Estados Unidos

Canadá tiene cómo responderle a EE.UU. en la guerra comercial y golpear a Trump

Hace 2 horas
Canadá tiene cómo responderle a EE.UU. en la guerra comercial y golpear a Trump

Imagen: BBC Mundo

Canadá no está indefenso en la guerra comercial con Estados Unidos: aunque depende en gran medida de su mercado vecino, tiene palancas para golpear sectores sensibles de la economía estadounidense. El pulso también puede terminar pasando factura política a Donald Trump.
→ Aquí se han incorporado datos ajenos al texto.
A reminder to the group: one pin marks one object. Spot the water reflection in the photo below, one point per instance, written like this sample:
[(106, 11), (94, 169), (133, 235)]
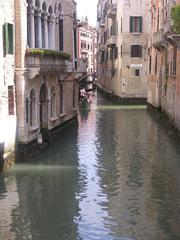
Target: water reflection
[(114, 176)]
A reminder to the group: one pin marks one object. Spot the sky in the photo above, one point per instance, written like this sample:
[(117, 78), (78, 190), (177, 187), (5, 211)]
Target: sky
[(87, 8)]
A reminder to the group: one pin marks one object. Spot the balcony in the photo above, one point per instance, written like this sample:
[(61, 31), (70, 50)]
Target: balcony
[(112, 11), (158, 39), (43, 60), (84, 50), (102, 23), (101, 47), (111, 41), (46, 60)]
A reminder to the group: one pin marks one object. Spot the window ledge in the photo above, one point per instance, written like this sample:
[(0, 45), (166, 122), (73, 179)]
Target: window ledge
[(34, 128), (138, 33), (62, 115), (53, 119)]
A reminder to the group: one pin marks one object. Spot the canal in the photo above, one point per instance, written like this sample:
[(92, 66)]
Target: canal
[(113, 176)]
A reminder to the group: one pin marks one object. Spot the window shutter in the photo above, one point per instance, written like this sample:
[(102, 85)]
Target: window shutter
[(10, 38), (7, 38), (11, 100), (131, 24), (140, 24)]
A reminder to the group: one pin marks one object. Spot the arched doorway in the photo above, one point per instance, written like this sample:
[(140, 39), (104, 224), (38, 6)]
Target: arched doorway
[(43, 99)]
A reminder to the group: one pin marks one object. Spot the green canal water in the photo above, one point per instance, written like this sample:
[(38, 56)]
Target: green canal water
[(114, 175)]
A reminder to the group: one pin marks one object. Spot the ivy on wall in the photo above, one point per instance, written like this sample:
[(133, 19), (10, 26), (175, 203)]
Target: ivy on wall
[(175, 13), (46, 53)]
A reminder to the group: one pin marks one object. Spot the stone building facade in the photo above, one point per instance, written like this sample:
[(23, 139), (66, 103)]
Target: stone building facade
[(164, 64), (47, 81), (87, 45), (123, 31), (7, 84)]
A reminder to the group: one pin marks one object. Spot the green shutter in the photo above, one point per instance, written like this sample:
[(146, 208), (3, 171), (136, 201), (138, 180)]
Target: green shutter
[(131, 24), (7, 38), (10, 38), (140, 24)]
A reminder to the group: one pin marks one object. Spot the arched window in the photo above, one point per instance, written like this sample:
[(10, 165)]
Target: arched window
[(50, 35), (36, 25), (61, 28), (43, 24), (74, 95), (29, 23), (61, 99), (53, 102), (32, 109)]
La guerra comercial entre Canadá y Estados Unidos no es un duelo desigual en el que Ottawa solo pueda resistir; también tiene herramientas para responder y lastimar donde más duele. Aunque alrededor del 70% de las exportaciones canadienses terminan en el mercado estadounidense, esa dependencia no equivale a impotencia: Canadá puede usar aranceles selectivos, restricciones a productos clave y presión sobre cadenas de suministro que alimentan a industrias muy sensibles en EE.UU., desde manufactura hasta energía y bienes de consumo.

Según informó BBC Mundo, el punto central no es únicamente cuánto le vende Canadá a su vecino del sur, sino qué tan expuesta está la economía estadounidense a insumos, materias primas y productos que dependen del comercio bilateral. En una relación tan integrada, golpear ciertos eslabones puede elevar costos para empresas de Estados Unidos, presionar precios al consumidor y complicar a sectores que operan con márgenes estrechos. Por eso, más que una discusión abstracta sobre comercio, lo que está en juego es el funcionamiento cotidiano de cadenas productivas que cruzan la frontera todos los días.

El trasfondo es político y económico a la vez. Donald Trump ha convertido el conflicto comercial en una bandera de poder interno, pero cualquier represalia de Ottawa que encarezca bienes o afecte empleos en estados industriales puede erosionar ese relato. Canadá no necesita igualar la fuerza de Washington para generar impacto: le basta con escoger objetivos estratégicos, responder con coordinación interna y prolongar el costo político del choque. En ese sentido, la disputa no solo mide la capacidad de resistencia canadiense, sino también hasta qué punto la Casa Blanca está dispuesta a asumir el costo de una ofensiva que puede terminar golpeando a sus propios votantes.

Para la gente común, el efecto de esta pelea se traduce en precios más altos, menor previsibilidad para las empresas y más ruido en una relación comercial que durante décadas fue un pilar de estabilidad para América del Norte. Si la tensión escala, no será solo un problema de diplomacia o de grandes corporaciones: también puede sentirse en el supermercado, en la gasolina, en la industria automotriz y en empleos que dependen del intercambio fluido entre ambos países. Esa es la verdadera advertencia de esta guerra comercial: cuando dos economías tan entrelazadas chocan, nadie sale intacto.